Unable To Label

 I asked myself how we define who is sick when dealing with a world that only allows a narrow slice of humanity into the “healthy” category.

My friend, who learned she had ADHD when she was fifty years old, is discovering how this information fits into the whole of her life.

I began thinking about this in relation to diagnosis of illness and disease and how mental illness or lack of mental illness fits into the picture. I asked myself how we define who is sick when dealing with a world that only allows a narrow slice of humanity into the “healthy” category.

My friend with her newly discovered ADHD told us, “You don’t catch it from the water fountain or sneezing, you know.” She’s right about that, but the idea of looking into family histories and regarding what parts of our parents’ or grandparents’ lives might give us clues to the source of our own mental issues and abilities is not as easily accepted as tracking DNA for physical disease.

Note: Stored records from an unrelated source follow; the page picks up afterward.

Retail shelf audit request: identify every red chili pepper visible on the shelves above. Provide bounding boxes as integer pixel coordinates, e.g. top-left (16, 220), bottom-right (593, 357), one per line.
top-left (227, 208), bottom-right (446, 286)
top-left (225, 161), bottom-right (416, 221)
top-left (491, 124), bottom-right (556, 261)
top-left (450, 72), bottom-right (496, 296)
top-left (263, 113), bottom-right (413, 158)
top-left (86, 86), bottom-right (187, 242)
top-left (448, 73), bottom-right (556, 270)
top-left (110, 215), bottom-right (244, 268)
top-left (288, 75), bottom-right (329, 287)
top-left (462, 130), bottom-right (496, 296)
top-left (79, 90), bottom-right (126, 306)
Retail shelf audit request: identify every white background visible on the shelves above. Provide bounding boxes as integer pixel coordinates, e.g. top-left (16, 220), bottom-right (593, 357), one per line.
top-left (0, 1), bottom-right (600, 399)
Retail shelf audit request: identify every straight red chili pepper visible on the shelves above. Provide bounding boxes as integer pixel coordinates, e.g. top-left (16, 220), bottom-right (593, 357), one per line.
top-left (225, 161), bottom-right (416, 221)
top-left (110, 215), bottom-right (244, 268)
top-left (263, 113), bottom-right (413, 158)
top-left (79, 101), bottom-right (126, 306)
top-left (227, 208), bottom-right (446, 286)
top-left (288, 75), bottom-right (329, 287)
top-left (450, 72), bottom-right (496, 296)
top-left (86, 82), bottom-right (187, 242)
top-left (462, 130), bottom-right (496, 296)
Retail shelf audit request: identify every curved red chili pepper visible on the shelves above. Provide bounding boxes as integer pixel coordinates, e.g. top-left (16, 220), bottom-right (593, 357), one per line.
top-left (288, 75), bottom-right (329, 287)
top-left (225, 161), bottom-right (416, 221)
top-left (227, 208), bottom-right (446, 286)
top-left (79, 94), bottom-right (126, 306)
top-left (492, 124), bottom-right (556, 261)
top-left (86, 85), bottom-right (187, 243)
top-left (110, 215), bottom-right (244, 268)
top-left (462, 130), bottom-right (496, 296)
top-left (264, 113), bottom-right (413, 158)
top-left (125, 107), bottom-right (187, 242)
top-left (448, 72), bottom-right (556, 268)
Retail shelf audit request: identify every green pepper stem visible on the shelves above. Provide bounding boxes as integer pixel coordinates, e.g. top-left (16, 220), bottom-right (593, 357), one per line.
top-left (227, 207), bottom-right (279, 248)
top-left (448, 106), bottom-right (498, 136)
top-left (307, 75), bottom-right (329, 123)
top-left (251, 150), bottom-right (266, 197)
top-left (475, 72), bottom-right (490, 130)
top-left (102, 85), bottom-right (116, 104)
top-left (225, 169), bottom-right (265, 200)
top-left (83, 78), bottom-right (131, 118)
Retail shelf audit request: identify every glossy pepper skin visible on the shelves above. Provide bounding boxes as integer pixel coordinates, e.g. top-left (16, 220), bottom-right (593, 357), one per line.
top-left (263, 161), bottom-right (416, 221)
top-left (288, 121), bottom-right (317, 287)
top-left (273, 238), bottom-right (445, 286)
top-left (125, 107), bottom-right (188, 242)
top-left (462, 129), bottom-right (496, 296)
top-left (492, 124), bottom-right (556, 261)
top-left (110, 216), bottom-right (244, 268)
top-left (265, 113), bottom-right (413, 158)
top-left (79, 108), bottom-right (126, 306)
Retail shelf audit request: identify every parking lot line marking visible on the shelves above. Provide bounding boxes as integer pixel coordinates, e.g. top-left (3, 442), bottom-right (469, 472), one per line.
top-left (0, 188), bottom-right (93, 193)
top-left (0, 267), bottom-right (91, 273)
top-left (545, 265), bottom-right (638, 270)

When Brendan was a freshman in college, he was having some trouble with his calculus class. He told me that he needed more time than was given during the exams. In a phone call with his freshman dean, I was shocked when she suggested to me, “Perhaps you’d like to get Brendan a disability? It’s pretty easy to do and costs about $1000.00 to have an evaluation with a psychologist here in Boston.” I couldn’t believe my ears. “But Brendan doesn’t have a disability.” I said. She told me, “That doesn’t really matter. It’s just a way of getting him more time for taking those tests.” I hung up and was upset. So when it serves someone to have a disability people go get them?

It seems to me that the culture that allows students to create a disability, that doesn’t really exist, and for a self serving purpose is a sick culture.

When Brendan was young his high intelligence, wild energy and demanding behavior made us wonder if he was an ADD or ADHD child. Two men we knew had vasectomies after meeting our child. He was that wild. Andy and I thought he was a brilliant star and he was.

After taking the time to raise our brilliant star without succumbing to labeling him with a disability, we certainly weren’t going to buy him one at college. What would we all be like if we were unable to label ourselves and each other and accepted our differences as part of the human spectrum?

You can also read this article in my column in my local newspaper the Taos News.

3 thoughts on “Unable To Label

  1. I am shocked that this would even be suggested. Brendan has always been fun, energetic, and stimulated into action Exhhausing but fun and never a dull moment.G

  2. I received two letters last week from people who were concerned about my stories being disrespectful to people living with mental health issues and I want to clarify my thoughts because in rereading my piece last week I can see it being interpreted in a different way than I meant.
    I am not holding up my life as an example for others to follow but rather am offering stories to provoke thought and new ideas about situations many people go through.
    My point was that there can be a ton of confusion and misleading information about the subject of mental health. Also that if we can foster acceptance of all different kinds of people without labeling each other with names that may or may not even be accurate we’d have a better chance of everyone being more successful.
    It was suggested by a reader that I was saying my feelings towards my son would have changed in a negative way if he had a learning disability. That makes me know that I was not successful in getting my point across to them in this week’s column. I am sorry for that as my goal is clarity.
    My outrage at the situation was only in that something as serious as being diagnosed with a learning disability was for sale at that time and in that situation.
    I want to thank the people who reached out to me and shared their concerns because I am always learning too.